Friday, July 17, 2009

If It's All Simulated

What if, asks philosophy students everywhere, the real world isn't actually real? If it's a dream, a simulation, or otherwise entirely imagined? What consequences should this have? How would it affect your lives?
Well, this completely destroys the very concept of consequences. Any mess of any kind I leave behind can be deleted from the situation, declared invalid, or forgotten until it ceases to exist. Cleaning? Why bother, leave the area and it gets done for you when the simulation or dream forgets it existed. Insult someone? It can be erased from their memories, or otherwise deus-ex-machina'd out of existence. Or, if you control the simulation, the very person can be removed. And if you don't, avoid them until whatever's controlling the simulation forgets that they should be mad at you.
As a simulated person, your goal is to entertain whatever's operating the simulation. You should do things that are interesting to it as often as possible, so as not to be ... stopped. All simulations have a cost, computer simulations have a processing-power requirement, dreams need brain and time, and other simulations, too, require resources. Whatever's paying the bills had better be satisfied with your behavior, or everything you know ends abruptly.

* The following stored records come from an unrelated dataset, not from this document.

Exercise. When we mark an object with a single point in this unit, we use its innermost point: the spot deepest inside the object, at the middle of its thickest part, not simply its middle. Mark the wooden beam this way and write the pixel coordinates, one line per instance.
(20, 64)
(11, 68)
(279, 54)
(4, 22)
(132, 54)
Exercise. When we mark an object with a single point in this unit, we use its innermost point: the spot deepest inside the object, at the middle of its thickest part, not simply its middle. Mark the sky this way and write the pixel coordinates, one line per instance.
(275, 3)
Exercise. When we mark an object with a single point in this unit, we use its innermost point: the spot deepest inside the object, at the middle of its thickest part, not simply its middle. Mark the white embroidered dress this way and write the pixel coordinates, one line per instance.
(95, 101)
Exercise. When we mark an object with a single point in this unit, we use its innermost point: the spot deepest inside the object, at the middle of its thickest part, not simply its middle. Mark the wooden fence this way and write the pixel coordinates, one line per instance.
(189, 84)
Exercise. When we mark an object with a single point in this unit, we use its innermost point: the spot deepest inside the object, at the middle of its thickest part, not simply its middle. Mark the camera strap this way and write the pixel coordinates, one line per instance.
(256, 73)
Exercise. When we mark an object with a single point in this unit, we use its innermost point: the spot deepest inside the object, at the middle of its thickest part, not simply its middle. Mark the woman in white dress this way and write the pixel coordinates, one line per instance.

Of course, if you're wrong about this, this means that you'll behaving like an insufferable bastard for no good reason, and while amusing to watch from a distance, will enrage your entire family and friends and suffer numerous consequences in the name of comedy.
Although many philosophers speculate that it is quite likely that we live in a simulation now, on the grounds that computing power is continuing to increase all the time, and simulations of past events are becoming increasingly common, therefore it is likely that you are actually a simulation, run thousands of years in the future for historical purposes.

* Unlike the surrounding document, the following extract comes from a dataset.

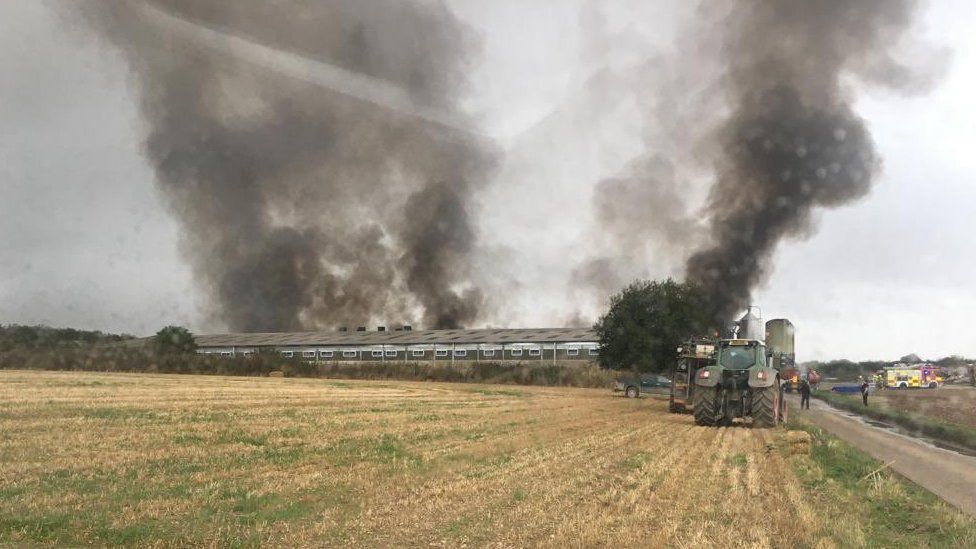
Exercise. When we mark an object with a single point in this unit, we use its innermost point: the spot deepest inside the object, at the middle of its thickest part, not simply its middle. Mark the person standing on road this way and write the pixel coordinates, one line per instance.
(804, 394)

However, as a counterpart to this, I note that I "live in the future" as it were (my computer would have been thought of as massively impossible even 100 years ago), and I do not bother to simulate the lives of my medieval ancestors. Just because I have the power to, doesn't mean I necessarily do it. I'm more likely to simulate something that never was, or even never could be, than the actual factual past.
Since I believe that the amount of computing power to simulate my life exactly won't exist until 2500 at least, and because I think 1980 - 2009 will not be the most interesting set of years from now until then, I sincerely doubt that my life is simulated. So no wild goofball behavior for me.